Anyway, Kiana is now asleep. Didn't take long. 

btw:  I got out of changing a poopy diaper today because she went in the toilet.  yay!

*** And yes, I did notice that the title of the article contained the word ALL. 

Friday, July 1, 2011

The Toddler Years

I don’t know how I am going to survive.  I thought I was a very patient person but I’m discovering that having a toddler takes more patience than I might have... and definitely way more energy than I have.  Some days I feel like either breaking down in tears or screaming,

Kiana is 20 months and is getting to the age where she is testing her boundaries, climbing on everything, getting into everything, not listening, and throwing tantrums.  I read up on toddler discipline: to be consistent, to pick your battles, to be patient, to stick to your guns.  But soon, if not already, she’s going to discover that mom can’t catch her and I’m afraid she’s going to take advantage of that.  

I’m not sure how I am going to approach this.  It’s not like I can just easily pick her up and remove her from the situation or room  Or if she gets ahold of something she’s not supposed to have, I can’t just chase her around the house (fyi: dangerous things are far from reach or in locked drawers).  Or what about time-outs?  How am I supposed to get her to the time-out chair?  I’ve considered doing what all mom’s do, counting one-two-three, but then I wonder what can I physically do once I get to three?   That is going to be ineffective because she’s going to learn that I can’t do anything once I get to three because I can’t pick her up or I can’t catch her.

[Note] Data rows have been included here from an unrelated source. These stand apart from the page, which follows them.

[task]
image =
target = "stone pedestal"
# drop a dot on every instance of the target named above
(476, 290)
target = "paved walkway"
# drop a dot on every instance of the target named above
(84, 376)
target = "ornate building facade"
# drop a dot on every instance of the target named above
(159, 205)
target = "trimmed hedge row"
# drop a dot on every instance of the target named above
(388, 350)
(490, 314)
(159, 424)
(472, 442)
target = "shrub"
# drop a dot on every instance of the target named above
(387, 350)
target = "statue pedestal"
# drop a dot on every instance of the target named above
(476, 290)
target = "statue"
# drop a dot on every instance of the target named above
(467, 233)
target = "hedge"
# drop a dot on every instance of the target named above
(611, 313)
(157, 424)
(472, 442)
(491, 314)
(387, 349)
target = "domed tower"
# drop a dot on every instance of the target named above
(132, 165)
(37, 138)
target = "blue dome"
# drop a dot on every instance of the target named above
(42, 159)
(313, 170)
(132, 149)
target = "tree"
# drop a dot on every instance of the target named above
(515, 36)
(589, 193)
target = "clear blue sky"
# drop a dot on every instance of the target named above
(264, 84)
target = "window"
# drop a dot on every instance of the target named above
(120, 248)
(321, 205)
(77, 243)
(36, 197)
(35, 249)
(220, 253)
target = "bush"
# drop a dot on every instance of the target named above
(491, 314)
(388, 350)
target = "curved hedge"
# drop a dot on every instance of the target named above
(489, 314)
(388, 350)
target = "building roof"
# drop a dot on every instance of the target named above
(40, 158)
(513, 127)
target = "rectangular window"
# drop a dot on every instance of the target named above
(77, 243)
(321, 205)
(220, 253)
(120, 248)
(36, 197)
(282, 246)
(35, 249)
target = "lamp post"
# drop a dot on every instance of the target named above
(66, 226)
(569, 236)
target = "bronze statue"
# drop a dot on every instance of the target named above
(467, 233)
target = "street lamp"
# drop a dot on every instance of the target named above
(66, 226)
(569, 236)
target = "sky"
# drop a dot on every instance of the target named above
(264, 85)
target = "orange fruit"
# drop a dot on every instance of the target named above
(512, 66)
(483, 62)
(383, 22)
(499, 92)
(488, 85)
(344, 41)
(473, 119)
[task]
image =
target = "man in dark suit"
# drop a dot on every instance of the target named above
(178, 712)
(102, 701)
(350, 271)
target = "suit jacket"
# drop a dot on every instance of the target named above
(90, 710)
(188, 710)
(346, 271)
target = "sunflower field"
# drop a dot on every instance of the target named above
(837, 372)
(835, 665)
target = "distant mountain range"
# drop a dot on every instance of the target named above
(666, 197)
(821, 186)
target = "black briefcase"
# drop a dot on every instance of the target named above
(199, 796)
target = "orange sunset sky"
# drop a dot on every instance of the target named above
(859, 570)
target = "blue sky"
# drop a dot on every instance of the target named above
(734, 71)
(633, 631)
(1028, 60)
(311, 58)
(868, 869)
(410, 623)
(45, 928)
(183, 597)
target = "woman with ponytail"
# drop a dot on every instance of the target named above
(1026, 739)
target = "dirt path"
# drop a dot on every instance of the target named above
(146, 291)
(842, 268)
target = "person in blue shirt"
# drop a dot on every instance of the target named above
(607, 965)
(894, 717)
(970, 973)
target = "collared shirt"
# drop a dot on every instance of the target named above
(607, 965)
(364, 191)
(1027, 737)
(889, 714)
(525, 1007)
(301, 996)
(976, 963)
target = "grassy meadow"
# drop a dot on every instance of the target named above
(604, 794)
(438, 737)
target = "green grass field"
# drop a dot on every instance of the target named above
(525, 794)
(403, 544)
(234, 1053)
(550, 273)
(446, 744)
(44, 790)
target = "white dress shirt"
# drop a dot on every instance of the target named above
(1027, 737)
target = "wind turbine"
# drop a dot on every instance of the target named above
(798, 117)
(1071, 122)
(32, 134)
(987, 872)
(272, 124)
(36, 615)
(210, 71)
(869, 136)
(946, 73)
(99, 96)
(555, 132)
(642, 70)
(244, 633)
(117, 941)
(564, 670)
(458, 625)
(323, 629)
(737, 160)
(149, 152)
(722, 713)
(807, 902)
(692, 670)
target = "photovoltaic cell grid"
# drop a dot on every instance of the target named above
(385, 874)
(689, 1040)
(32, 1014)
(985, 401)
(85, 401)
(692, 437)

This is going to be frustrating for me.  Sometimes after I’ve taken her off of the counter top or table three times in a row I feel like just giving up (I have to sit in a chair to remove her because I don’t have the balance to remove her while standing), but letting her on the counter top to get into things she’s not supposed to is not only dangerous but also inconsistent when I tell her no the first three times.  

Any other physically disabled mothers have any pointers for me?  What worked for you?